Hugo Gutiérrez Vega
Orgullosos morirán
En la anterior columna les hablé de la retórica falangista y fascista de los educadores religiosos de nuestro país. Estos extremos ideológicos se modificaron al terminar la segunda guerra mundial, pero quedaron polvos de aquellos lodos y el himno del colegio de los jesuitas en Guadalajara siguió convocando a la lucha, a la victoria o la muerte, a sus alumnos y, en particular, a los que pertenecían a la Congregación Mariana y a otras agrupaciones piadosas. Vale la pena recordar otras partes del belicoso himno: “Nuestro Instituto,/ Fuerza y Energía,/ forjando temples que amen su deber,/ te ofrendará una juventud bravía/ que por saber morir sabrá vencer.” Todo un programa militar que mantenía los olores de la cruzada nacional del espadón Franco, de la segunda guerra cristera que, según mi abuela, fue ya puro bandidaje, y del levantamiento de un extraño caudillo religioso llamado Lauro Rocha que fue ultimado por la policía en algún barrio de Ciudad de México. El olor a pólvora se iba desvaneciendo, pero las obsesiones en materia de moral social e individual no habían cambiado un ápice. Mi compañera Lucinda, estudiante en un colegio de monjas de Querétaro, recordaba hace poco una oración-poema de pésima factura, pero de tremenda carga ideológica. Así dice: “Porque es el beso a la corola blanca de las flores más puras de la vida, la hoja primera que al pudor se arranca.” Una oración nos ponía a temblar todas las noches ligerísimamente pecaminosas: “Pecador, no te acuestes nunca en pecado, puede ser que despiertes ya condenado.” Mi primo Héctor, pío y escrupuloso, se levantaba de repente en la madrugada y corría rumbo a la residencia de los que mi abuela llamaba “los santos padres de la Compañía”. Uno de ellos dejaba su ventana abierta toda la noche para que los jóvenes pecadores fueran a confesarse. Mi primo era uno de los clientes más asiduos al rito del perdón, lo que significaba que su voluntad de arrepentimiento era más bien débil y escasa.

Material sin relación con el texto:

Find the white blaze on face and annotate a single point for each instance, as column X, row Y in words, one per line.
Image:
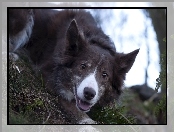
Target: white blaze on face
column 89, row 81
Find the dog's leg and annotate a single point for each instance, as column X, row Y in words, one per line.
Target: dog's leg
column 77, row 116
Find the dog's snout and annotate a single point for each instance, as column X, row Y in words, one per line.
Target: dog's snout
column 89, row 93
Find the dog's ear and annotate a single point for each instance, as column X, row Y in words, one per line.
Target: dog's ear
column 127, row 60
column 73, row 39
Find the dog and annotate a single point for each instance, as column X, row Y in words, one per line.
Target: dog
column 78, row 61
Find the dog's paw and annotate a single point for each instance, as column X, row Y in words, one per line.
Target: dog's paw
column 87, row 121
column 88, row 128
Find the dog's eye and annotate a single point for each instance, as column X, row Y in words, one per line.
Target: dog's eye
column 83, row 66
column 104, row 74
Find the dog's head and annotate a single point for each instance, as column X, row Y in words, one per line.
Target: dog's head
column 91, row 70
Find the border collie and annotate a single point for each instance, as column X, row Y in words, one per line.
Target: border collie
column 78, row 61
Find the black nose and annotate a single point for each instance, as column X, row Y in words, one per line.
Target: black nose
column 89, row 93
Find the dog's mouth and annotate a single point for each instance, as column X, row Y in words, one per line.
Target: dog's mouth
column 83, row 105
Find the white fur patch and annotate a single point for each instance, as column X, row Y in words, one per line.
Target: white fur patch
column 87, row 121
column 89, row 81
column 66, row 94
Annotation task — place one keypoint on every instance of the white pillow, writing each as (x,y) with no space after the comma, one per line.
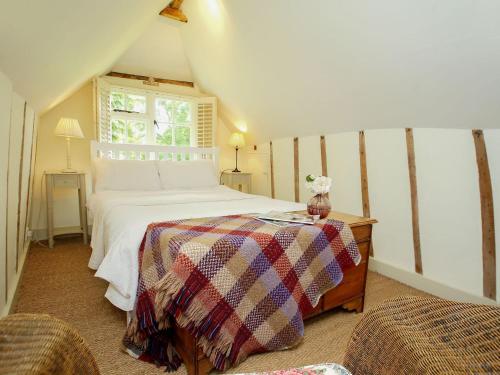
(187,174)
(126,175)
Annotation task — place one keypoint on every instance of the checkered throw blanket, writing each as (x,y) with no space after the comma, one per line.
(239,285)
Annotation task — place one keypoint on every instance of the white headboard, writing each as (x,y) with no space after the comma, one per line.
(152,152)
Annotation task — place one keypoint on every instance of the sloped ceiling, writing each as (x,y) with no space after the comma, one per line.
(297,68)
(158,52)
(50,48)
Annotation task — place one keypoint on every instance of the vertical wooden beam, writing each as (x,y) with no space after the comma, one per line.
(487,216)
(273,192)
(296,177)
(7,216)
(412,171)
(19,189)
(324,165)
(364,179)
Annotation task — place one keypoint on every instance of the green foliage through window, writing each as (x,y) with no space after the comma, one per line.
(169,124)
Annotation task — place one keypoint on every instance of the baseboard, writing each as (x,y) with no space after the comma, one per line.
(11,301)
(425,284)
(42,234)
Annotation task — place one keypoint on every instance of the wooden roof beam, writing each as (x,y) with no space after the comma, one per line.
(173,10)
(151,80)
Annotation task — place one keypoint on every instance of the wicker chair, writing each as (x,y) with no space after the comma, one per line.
(414,335)
(41,344)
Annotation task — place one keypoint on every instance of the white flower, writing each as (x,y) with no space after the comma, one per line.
(320,185)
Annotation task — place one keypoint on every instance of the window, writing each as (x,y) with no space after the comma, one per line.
(150,119)
(141,116)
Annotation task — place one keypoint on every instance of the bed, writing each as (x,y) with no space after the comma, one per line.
(121,216)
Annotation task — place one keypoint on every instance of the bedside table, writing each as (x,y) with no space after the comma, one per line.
(238,179)
(54,179)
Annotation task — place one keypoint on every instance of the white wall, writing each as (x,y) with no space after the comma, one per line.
(448,199)
(51,154)
(295,68)
(16,160)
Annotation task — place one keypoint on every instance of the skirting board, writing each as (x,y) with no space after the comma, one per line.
(42,234)
(13,290)
(425,284)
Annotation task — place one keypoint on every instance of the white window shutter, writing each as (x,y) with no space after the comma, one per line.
(206,121)
(103,104)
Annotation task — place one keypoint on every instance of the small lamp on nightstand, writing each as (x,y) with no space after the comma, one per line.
(237,140)
(68,128)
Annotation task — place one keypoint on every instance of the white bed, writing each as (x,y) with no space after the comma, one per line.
(121,218)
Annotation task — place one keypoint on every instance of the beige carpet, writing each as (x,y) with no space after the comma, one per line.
(58,282)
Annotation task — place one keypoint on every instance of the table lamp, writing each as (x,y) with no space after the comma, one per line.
(237,140)
(68,128)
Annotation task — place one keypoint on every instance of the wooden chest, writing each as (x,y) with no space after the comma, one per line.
(350,294)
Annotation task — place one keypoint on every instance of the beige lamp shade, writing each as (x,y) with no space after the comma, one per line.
(68,127)
(237,140)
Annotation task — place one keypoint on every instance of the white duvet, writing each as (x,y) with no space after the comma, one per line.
(121,218)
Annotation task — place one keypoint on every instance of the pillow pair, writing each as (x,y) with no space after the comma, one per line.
(149,175)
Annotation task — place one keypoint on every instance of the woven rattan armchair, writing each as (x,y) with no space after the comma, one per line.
(414,335)
(41,344)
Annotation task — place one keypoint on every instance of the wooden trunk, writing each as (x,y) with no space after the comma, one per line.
(350,294)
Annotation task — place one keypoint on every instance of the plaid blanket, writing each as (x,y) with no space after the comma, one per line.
(239,285)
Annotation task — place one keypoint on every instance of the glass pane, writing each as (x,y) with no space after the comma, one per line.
(163,134)
(118,131)
(136,132)
(164,110)
(136,103)
(182,113)
(182,136)
(117,100)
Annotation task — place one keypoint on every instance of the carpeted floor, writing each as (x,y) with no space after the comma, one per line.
(58,282)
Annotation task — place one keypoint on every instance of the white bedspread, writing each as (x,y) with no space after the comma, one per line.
(121,219)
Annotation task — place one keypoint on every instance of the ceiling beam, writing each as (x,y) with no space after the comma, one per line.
(151,80)
(173,10)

El Colegio ya había firmado una especie de modus vivendi con el gobierno estatal, que le permitía violar impunemente el artículo tercero de la Constitución y cubrir las apariencias vistiendo a los profesores con ropas civiles y quitando crucifijos e imágenes religiosas de las aulas cuando llegaba el inspector, sin duda miope perdido. En mis primeros años escolares la jerarquía recordaba las viejas épocas del dominio eclesiástico total sobre el país. El mejor alumno era nombrado príncipe del Colegio y las “dignidades” eran las siguientes: cuestor de pobres, edil de clase, jefe de filas, jefe deportivo. Se rezaban oraciones al principio de las clases y al final del día, pero los controles políticos salían del confesionario y de la estrategia basada en el sentimiento de culpa. Cuando estaba ya en secundaria noté los cambios. Para empezar, el príncipe desapareció y apareció una figura militar peninsular, el brigadier general. Los que ostentaban ese título eran generalmente miembros de las buenas familias de Guadalajara y, casi todos ellos, rubitos y de ojos claros, bien vestidos y modositos. Un año fue nombrado brigadier general un joven de apariencia indígena. Pronto nos enteramos que era hijo de un político influyente casado con una señora de las buenas familias. Esto significaba que los rudos revolucionarios mejoraban la raza uniéndose a las pálidas flores de invernadero de la ciudad reaccionaria. Debo advertir que esas flores eran bellísimas y que sus padres las cultivaban con esmero, para llevarlas al mercado matrimonial y casarlas con un nuevo rico al que la Revolución había hecho justicia. “No importa que sea prieto –decía mi tía Chole–, con tal de que tenga influencias y dinero.” Teniéndolos, se vuelve un prieto polveado y, como la segunda educación es la de la esposa, sin duda se volverá piadoso y civilizado. La tía recordaba el ejemplo de don Porfirio Díaz, polveado por doña Carmelita.
Ramón Pérez de Ayala, en su novela A. M. D. G., recuerda con pavor los días que pasó en un colegio jesuita del norte de España. Mis recuerdos son menos terribles. Yo diría que son más bien amables, pues las corruptelas, los arreglos y el cuidado de las apariencias nos daban un buen margen de libertad y obligaban a los hijos de Loyola a ser menos rígidos y militaristas. Además, entre los maestrillos crecían ya las voces de la Teología de la Liberación.